On Friday, Ivan Samstein, the University’s Vice President and Chief Financial Officer, confirmed in an email to the University community that contracted food service workers will continue to receive pay for spring quarter.
“During this challenging time, we are making a commitment that through our contracts with the relevant vendors, the food service workers at the University, both full- and part-time, will continue to receive their regular pay for the duration of Spring Quarter,” Samstein wrote.
In a separate email, Casey Cook, Associate Vice President for Human Resources, said that non-contract, temporary and seasonal staff employees, as well as unionized staff members ,will receive additional paid time off for use in work disruptions caused by the COVID-19 pandemic.
In a statement to The Maroon, University spokesperson Jeremy Manier said, “The University's revised sick leave policy for COVID-19 applies to University employees. Staff employed by outside contractors receive the benefits that their company provides.”
Food service workers, who work for the University under a contract with foodservice company Bon Appétit, will continue to be paid through Bon Appétit for the duration of the Spring Quarter. However, as they are not University employees, they will not receive additional sick leave from the University.

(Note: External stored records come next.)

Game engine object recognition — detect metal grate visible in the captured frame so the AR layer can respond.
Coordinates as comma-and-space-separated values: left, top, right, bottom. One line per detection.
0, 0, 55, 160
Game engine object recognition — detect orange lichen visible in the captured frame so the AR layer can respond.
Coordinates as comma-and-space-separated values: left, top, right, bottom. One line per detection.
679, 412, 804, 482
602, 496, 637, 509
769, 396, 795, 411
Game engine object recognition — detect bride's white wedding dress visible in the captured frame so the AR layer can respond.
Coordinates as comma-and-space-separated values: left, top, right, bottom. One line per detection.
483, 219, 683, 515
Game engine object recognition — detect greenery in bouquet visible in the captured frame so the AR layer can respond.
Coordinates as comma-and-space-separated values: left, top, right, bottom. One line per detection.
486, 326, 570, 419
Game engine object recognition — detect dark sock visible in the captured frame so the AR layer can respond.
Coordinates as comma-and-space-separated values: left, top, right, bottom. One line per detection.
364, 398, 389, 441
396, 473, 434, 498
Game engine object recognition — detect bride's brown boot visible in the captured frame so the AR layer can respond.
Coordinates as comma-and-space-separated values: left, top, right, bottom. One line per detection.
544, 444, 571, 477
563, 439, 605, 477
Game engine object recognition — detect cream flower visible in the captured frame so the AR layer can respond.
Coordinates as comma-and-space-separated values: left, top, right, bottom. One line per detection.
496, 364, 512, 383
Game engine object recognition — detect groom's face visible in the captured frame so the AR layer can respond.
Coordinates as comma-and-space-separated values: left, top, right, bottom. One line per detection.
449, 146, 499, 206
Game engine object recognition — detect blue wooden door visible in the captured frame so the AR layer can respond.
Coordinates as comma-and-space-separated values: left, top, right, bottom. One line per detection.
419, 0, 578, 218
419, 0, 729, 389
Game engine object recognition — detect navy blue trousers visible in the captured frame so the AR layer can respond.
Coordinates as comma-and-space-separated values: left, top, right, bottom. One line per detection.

Staff members who work for the University directly “will be eligible for up to 6 weeks, based upon regularly scheduled hours, of additional paid time off that can be used for all reasons related to COVID-19 during the Spring Quarter, including the inability to work remotely, personal illness, and the need to quarantine or provide family care,” Cook wrote.
Beyond this extra time, employees will be expected to use vacation and personal holiday time. However, “if the staff employee exhausts this time, the University will advance an additional 14 days of sick time,” the email said.
According to Samstein’s email, the University is “working with our food service contractors to establish new roles and responsibilities for their employees to meet pressing needs in our community.”
Manier did not know what these roles would be.
Samstein also said that security and janitorial staff members, who are contracted workers, will continue working during Spring Quarter and be compensated normally through their contractors. These staffers, also not technically University employees, will not receive the additional six weeks of coronavirus-related sick time.
“Many of our other contractors’ employees, such as security and janitorial, are essential to our continuing operations and will continue to perform their job duties and receive their regular pay through their direct employers throughout the Spring Quarter,” Samstein wrote.
UChicago’s approach differs from some of its peer schools. The University of Pennsylvania has laid off its food service workers. Notably, Penn and Chicago both use Bon Appétit. At Penn, students began circulating a petition calling on the University to pay its laid-off food staff.
Harvard University has laid off “nearly all” of its dining workers, though unionized dining workers serving undergraduates will receive 30 days of pay. This has prompted a similar petition among the Harvard University community. Washington University in St. Louis, on the other hand, has committed to financially supporting its contract workers for the remainder of the term. Washington University also contracts with Bon Appétit.